Six Questions to Help You Cultivate Authentic Grit

Posted on in Healthy Living by Caroline Adams Miller


One reason I’m compelled to work in the field of motivation, goals, happiness, and grit is because I had the formula for finding success all wrong in the earlier part of my life and suffered greatly as a result. Through failure and an early-adulthood reboot, however, I learned how to do what was necessary to find the right goals and summon up the perseverance to achieve them—and I developed grit in the process. My experience taught me that grit is not a quality reserved for the select few; it is available to anyone who wants something so badly that they won’t let anyone stop them until they’ve gone as far as they can, often achieving or coming close to that which they sought.

I’ve even come up with a term to describe the type of grit I think elicits the greatest results: “authentic grit.” I define it as “the passionate pursuit of hard goals that awes and inspires others to become better people, flourish emotionally, take positive risks, and live their best lives.”

road sign "Follow Your Dreams"

Here are six questions to ask yourself to help you cultivate authentic grit:

  1. What is the dream (or dreams) you want to pursue and will regret not pursuing if you don’t get started?

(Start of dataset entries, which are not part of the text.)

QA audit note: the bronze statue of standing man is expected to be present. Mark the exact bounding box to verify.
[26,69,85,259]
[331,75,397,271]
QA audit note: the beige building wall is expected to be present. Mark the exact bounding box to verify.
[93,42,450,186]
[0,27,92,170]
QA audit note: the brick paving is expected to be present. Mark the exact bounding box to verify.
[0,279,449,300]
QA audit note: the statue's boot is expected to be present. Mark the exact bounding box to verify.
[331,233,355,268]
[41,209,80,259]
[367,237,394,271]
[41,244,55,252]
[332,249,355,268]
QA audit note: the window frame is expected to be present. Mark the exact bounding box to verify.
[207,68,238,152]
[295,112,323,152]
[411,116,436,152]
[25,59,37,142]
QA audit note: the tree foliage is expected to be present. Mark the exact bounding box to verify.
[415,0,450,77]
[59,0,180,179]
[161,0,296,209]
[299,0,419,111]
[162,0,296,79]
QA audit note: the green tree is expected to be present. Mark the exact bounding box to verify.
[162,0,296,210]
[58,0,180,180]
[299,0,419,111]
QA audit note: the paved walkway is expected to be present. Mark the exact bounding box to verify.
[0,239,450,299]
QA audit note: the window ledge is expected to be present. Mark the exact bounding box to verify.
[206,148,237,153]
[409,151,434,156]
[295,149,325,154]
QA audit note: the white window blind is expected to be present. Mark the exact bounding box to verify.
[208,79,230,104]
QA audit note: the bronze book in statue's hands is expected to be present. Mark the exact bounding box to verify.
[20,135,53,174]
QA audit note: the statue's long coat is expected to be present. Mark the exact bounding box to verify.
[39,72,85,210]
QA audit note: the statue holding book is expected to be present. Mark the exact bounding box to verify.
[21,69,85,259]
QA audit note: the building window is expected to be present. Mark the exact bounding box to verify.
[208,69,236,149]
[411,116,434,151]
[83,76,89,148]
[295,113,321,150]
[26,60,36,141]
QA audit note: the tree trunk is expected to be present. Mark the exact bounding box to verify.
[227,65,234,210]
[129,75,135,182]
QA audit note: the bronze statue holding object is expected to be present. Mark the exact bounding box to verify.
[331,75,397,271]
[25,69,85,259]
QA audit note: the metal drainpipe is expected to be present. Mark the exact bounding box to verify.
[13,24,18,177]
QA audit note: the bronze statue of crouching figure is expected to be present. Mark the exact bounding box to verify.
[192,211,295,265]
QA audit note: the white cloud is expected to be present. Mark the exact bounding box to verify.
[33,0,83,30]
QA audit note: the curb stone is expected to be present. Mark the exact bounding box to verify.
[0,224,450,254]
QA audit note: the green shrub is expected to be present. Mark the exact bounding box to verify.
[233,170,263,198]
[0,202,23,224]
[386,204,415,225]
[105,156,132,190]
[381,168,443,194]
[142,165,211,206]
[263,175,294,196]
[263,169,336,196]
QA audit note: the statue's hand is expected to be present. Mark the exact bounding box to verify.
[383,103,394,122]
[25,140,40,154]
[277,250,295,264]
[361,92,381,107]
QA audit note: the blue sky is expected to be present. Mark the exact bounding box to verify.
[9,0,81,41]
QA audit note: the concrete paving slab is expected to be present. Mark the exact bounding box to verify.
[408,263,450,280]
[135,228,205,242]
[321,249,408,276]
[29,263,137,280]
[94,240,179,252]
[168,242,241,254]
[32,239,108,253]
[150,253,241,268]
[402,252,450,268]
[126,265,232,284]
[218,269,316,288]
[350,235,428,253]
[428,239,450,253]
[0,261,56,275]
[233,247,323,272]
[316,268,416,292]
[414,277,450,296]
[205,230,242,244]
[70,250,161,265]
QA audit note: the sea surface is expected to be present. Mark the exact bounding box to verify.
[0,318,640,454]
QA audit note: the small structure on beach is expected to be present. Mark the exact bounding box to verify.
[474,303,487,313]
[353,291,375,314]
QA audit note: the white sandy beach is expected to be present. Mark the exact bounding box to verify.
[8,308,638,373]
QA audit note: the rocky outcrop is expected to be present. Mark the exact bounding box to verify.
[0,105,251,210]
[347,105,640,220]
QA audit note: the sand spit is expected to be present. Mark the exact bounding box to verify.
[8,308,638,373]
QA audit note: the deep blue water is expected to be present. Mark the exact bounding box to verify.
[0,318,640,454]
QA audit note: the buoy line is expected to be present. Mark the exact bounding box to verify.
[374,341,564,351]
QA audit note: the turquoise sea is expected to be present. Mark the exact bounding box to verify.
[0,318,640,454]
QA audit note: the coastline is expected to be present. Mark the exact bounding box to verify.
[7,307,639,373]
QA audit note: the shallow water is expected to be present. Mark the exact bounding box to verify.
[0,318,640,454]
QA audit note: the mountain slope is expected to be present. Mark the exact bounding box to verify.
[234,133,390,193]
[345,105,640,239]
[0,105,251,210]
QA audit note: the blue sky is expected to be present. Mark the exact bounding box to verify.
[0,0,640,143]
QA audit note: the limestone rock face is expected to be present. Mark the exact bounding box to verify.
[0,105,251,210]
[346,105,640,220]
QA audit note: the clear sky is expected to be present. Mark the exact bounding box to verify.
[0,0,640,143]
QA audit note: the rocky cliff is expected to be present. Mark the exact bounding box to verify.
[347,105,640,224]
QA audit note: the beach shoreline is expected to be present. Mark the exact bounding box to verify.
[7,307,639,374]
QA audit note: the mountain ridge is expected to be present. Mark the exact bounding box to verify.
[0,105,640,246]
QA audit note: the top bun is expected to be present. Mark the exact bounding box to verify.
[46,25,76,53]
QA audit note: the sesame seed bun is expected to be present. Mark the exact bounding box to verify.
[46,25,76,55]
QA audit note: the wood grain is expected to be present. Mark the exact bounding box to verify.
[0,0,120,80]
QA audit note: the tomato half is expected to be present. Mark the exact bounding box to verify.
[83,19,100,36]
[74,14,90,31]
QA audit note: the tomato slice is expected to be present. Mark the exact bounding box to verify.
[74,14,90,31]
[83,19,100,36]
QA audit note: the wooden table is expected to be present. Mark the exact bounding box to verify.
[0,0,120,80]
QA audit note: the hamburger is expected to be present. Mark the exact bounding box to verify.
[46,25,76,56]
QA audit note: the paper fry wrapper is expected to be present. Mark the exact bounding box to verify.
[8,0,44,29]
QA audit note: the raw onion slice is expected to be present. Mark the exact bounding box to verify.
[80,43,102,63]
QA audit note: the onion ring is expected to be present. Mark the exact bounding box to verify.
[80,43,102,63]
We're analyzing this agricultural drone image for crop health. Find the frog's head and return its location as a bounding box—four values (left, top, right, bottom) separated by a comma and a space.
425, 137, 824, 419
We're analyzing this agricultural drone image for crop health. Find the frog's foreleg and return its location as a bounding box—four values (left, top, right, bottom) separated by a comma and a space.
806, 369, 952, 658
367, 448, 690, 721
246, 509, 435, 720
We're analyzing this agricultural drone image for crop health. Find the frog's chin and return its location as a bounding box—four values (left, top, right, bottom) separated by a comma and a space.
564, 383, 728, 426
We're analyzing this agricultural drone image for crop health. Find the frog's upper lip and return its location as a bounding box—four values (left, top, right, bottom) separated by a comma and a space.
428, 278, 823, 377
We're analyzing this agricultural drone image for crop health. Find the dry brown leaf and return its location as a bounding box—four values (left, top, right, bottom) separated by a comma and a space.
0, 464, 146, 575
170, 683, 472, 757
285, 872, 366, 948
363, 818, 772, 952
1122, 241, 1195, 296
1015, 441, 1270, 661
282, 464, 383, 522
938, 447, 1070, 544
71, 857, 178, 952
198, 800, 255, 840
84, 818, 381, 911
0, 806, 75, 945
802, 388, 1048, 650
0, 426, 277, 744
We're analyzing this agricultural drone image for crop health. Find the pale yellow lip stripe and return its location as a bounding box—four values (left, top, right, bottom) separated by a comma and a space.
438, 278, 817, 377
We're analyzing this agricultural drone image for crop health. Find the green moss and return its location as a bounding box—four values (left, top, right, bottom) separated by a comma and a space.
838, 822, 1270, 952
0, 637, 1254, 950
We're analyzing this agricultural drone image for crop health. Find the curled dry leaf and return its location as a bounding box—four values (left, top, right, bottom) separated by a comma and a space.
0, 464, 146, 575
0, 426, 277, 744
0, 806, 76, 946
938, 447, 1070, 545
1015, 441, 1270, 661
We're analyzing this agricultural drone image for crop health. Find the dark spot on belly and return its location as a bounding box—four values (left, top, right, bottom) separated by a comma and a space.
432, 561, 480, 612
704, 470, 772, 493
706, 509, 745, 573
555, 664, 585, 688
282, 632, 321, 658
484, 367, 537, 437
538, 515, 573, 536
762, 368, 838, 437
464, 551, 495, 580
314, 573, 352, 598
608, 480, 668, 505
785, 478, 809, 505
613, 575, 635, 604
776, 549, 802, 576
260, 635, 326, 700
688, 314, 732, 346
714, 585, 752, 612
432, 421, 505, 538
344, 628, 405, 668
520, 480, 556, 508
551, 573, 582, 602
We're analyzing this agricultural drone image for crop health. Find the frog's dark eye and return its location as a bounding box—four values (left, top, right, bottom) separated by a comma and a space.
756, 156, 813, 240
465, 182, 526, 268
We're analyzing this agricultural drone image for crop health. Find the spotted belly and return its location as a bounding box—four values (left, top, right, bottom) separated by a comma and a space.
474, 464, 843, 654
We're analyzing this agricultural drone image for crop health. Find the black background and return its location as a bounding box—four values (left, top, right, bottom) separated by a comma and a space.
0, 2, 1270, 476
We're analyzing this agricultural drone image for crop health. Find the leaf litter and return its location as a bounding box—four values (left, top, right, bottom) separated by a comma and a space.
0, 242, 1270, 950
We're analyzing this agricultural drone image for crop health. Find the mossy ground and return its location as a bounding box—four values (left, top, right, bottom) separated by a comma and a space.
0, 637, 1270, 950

It all starts with a dream. People who come to me for help have a dream to go beyond their normal boundaries to do something that is significant and fulfilling, something they will regret not pursuing if they never make the attempt. These are sometimes people others would describe as successful and don’t necessarily have to change anything to live a comfortable existence, but who have a hunger to dig deeper and go further with a cherished goal—sometimes a hidden one.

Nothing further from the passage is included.